Die Anrede einer Romanfigur durch den Autor gehört eigentlich einer älteren Romantradition an und galt dem Realismus als nicht mehr zeitgemäß. Friedrich Spielhagen hat in einem Aufsatz "Ueber Objektivetät im Roman" (Vermischte Schriften, 1864) jedes Hineinreden des Autors in die Vorstellungswelt seiner Figuren als nicht objektiv verworfen und damit eine allgemeine Tendenz der Romanentwicklung des 19. Jahrhunderts formuliert. Fontane war damit jedoch zunächst nicht einverstanden. Am 14. Januar 1879 schreibt er an Wilhelm Hertz:
... die Stelle, daß der Erzähler nicht mitsprechen darf, weil es gegen das 'epische Stilgesetz' sei, erscheint mir als reine Quackelei. Gerade die besten, berühmtesten, entzückensten Erzähler, besonders unter den Engländern, haben es immer gethan. Dies beständige Vorspringen des Puppenspielers in Person, hat für mich einen außerordentlichen Reiz und ist recht eigentlich das, was jene Ruhe und Behaglichkeit schafft, die sich beim Epischen einstellen soll. Die jetzt modische 'dramatische' Behandlung der Dinge hat zum Sensationellen geführt.

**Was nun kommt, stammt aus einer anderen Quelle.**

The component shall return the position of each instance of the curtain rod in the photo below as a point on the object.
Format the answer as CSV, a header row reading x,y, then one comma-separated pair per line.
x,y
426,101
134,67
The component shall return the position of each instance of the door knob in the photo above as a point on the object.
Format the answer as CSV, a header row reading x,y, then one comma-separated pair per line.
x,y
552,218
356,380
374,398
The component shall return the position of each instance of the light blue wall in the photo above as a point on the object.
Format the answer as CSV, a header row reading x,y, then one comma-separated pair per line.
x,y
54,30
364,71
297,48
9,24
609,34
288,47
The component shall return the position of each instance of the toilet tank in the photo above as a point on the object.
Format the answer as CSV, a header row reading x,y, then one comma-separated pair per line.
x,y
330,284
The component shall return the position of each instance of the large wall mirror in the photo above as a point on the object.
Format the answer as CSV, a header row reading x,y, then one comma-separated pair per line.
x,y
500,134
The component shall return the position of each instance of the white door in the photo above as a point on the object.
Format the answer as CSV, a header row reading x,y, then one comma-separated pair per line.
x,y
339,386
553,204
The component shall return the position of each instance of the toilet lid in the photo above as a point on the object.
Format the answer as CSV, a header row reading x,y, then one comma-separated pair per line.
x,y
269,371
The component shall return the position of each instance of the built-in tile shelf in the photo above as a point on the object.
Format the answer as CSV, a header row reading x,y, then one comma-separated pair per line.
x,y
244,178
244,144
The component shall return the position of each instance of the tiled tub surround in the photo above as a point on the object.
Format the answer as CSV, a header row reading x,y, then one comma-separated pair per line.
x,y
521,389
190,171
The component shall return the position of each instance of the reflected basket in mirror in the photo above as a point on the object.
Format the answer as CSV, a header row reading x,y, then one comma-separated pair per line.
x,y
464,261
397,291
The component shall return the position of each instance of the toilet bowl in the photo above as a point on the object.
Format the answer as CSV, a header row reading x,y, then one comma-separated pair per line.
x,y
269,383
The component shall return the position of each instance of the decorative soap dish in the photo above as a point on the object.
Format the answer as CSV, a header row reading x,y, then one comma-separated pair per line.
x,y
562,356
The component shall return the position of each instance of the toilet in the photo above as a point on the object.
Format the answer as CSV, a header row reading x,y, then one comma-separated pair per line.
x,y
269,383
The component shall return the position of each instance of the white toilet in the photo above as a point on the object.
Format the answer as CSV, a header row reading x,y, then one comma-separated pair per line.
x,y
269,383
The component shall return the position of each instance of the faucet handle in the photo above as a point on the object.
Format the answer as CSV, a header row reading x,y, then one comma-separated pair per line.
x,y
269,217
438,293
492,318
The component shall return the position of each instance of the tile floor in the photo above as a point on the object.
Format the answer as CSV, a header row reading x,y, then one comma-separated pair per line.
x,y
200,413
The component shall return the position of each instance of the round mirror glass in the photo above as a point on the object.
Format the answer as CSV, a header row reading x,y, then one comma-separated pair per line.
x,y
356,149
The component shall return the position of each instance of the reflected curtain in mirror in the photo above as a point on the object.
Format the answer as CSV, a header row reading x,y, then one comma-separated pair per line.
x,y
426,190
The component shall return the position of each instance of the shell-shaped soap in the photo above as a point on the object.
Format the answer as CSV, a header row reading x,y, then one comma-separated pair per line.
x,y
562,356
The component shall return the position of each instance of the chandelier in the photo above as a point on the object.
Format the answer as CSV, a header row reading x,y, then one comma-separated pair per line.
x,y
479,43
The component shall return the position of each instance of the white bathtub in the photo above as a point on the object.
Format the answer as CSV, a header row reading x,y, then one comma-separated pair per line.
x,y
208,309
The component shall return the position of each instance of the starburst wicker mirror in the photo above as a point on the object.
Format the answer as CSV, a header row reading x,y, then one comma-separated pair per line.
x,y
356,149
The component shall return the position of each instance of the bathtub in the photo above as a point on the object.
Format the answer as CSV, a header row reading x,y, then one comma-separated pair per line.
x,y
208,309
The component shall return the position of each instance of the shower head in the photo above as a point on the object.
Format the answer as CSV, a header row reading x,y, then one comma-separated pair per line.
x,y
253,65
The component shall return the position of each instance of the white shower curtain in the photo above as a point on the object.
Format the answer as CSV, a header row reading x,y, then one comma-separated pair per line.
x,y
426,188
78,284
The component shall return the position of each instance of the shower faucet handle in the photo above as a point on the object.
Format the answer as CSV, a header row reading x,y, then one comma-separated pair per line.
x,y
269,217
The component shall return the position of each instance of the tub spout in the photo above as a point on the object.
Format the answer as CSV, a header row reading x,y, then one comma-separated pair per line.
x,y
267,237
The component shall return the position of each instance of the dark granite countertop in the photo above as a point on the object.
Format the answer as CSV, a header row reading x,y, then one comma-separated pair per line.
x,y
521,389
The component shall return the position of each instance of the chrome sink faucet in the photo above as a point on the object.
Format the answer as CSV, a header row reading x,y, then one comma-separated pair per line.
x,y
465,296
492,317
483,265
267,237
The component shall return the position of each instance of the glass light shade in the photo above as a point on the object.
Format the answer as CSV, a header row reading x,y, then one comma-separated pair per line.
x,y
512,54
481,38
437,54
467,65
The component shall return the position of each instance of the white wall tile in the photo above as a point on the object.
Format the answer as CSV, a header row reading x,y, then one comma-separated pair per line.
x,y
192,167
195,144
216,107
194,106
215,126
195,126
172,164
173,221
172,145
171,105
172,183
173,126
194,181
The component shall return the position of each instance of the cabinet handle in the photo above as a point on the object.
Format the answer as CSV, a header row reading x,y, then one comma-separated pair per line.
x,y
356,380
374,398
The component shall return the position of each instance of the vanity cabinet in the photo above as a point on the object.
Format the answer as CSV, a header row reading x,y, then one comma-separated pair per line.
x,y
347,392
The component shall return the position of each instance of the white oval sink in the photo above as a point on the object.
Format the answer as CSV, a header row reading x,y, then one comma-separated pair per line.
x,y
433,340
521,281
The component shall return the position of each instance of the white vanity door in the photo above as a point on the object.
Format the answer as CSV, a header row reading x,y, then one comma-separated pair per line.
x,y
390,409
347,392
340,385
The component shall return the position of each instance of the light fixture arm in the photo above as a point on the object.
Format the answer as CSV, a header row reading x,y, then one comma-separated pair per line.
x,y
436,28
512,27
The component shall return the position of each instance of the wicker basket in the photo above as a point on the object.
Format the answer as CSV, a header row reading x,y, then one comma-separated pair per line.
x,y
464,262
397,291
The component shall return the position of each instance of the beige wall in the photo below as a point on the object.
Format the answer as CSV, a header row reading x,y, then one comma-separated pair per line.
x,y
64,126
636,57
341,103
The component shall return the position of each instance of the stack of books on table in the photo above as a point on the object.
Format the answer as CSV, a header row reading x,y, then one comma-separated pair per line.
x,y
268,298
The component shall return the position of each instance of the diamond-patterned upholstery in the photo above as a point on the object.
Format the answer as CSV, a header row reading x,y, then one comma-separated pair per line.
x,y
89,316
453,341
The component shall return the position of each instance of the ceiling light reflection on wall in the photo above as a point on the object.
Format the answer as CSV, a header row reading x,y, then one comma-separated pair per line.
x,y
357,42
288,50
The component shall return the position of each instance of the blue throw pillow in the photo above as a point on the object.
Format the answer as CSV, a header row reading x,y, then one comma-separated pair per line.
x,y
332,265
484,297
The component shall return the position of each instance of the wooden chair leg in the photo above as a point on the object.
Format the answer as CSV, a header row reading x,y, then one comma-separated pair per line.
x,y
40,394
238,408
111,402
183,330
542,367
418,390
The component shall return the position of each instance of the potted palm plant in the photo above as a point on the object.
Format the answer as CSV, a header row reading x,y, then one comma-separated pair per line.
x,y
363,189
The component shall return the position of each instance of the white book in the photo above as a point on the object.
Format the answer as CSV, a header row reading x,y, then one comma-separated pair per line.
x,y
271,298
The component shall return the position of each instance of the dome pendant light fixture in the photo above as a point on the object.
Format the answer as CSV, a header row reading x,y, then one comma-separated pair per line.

Von dieser Meinung kam Fontane im Wege seines Romanschaffens aber immer mehr ab und gab schließlich Spielhagen weitgehend Recht. Am 15. Februar 1896 schreibt er an ihn:
Das Hineinreden des Schriftstellers ist fast immer vom Uebel, mindestens überflüssig. Und was überflüssig ist, ist falsch. Allerdings wird es mitunter schwer festzustellen sein, wo das Hineinreden beginnt; der Schriftsteller muß doch auch, als er, eine Menge thun und sagen, sonst geht es eben nicht, oder wird Künstelei. Nur des Urtheilens, des Predigens, des klug- und weiseseins muß er sich enthalten. Vielleicht liegt es so wie mit Finanzfragen; nachdem man sich für Handelsfreiheit begeistert, erkennt man widerwillig, daß es ohne einen kleinen Schutzzoll nicht geht.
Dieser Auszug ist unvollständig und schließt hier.